Project Elbows Up

The Case for a Canadian-Owned, Blackberry-Based, Secure Communications Network
In an era where digital infrastructure is as vital as roads, water, and energy, Canada stands at a crossroads. The telecommunications industry, dominated by a few corporate giants, has repeatedly failed the Canadian people in both service reliability and national security. Data sovereignty has been compromised, innovation stifled, and the economic benefits of homegrown technology have been squandered in favour of foreign interests.
Now is the time for Canada to reclaim control over its digital destiny. A nationally owned, Canadian-built, and Blackberry-powered telecommunications network would position Canada as a world leader in cybersecurity, technological innovation, and digital self-reliance.
The Canadian Telecommunications Problem: Foreign Control, Poor Security, and Stagnation
Canada’s current telecommunications landscape is deeply flawed:
- Foreign Dependence & Data Vulnerability: Our telecommunications backbone relies heavily on American infrastructure and multinational tech giants. This exposes Canadians to the security policies, data collection practices, and economic whims of foreign governments and corporations.

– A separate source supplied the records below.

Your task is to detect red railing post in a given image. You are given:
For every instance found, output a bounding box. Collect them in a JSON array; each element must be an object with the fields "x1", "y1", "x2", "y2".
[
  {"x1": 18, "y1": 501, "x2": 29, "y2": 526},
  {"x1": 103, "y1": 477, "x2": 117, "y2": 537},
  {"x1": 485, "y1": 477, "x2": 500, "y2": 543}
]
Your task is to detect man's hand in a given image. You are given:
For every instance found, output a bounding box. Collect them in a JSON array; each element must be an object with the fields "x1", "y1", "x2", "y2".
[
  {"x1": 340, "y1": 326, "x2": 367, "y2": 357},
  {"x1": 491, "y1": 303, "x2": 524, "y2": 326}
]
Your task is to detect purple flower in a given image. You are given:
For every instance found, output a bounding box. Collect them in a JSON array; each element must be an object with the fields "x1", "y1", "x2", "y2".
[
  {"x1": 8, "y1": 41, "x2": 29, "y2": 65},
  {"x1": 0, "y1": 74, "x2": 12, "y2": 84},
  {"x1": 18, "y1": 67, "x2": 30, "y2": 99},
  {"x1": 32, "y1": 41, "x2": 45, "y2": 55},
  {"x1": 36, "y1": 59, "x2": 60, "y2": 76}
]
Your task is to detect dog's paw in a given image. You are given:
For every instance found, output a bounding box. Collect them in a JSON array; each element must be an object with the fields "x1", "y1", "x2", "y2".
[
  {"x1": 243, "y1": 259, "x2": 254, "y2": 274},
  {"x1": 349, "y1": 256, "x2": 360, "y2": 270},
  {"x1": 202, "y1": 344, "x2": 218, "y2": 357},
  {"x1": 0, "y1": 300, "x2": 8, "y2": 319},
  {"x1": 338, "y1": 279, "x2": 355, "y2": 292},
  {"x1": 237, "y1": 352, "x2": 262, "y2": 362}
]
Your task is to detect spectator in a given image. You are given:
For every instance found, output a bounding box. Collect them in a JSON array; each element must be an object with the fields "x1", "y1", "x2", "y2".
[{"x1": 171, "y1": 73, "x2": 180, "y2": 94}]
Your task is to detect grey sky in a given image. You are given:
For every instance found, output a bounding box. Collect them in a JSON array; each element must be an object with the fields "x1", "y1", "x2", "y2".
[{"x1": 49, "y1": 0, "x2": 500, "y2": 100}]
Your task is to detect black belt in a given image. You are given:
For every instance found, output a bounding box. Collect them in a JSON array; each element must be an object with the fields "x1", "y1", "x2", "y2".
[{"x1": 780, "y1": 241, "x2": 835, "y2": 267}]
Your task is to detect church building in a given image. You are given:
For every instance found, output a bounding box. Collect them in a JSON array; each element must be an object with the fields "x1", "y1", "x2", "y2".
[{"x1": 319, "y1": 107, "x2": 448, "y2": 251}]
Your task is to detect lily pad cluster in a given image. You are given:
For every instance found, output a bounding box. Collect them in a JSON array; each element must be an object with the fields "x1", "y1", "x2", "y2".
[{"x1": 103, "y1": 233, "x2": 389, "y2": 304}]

- Staggering Costs & Poor Service: Canadians pay some of the highest rates in the world for internet and mobile services, yet service quality remains inconsistent, particularly in rural and remote areas.
- Cybersecurity Risks: As global cyber threats rise, Canada lacks a truly secure, sovereign communications infrastructure capable of protecting critical government, business, and personal data.
Blackberry, once a global leader in secure communications, offers a unique opportunity to restore Canadian innovation, establish an unbreakable cybersecurity fortress, and create an economic powerhouse in the digital age.
Why Blackberry? The Case for Secure, Canadian-Owned Telecommunications
The name “Blackberry” is synonymous with security. It was the preferred device of world leaders, corporations, and intelligence agencies for years.
It was my preference while that was possible. The Curve is still my favourite device after 30 years of options :).
While its consumer handset business declined, Blackberry remains an industry leader in cybersecurity, embedded systems, and secure communications software.
Building a national telecommunications platform based on Blackberry’s security and technological expertise would:
- Make Canada the Global Leader in Secure Communications
- With end-to-end encryption, Canada could provide the most secure digital infrastructure on the planet for citizens, businesses, and government agencies.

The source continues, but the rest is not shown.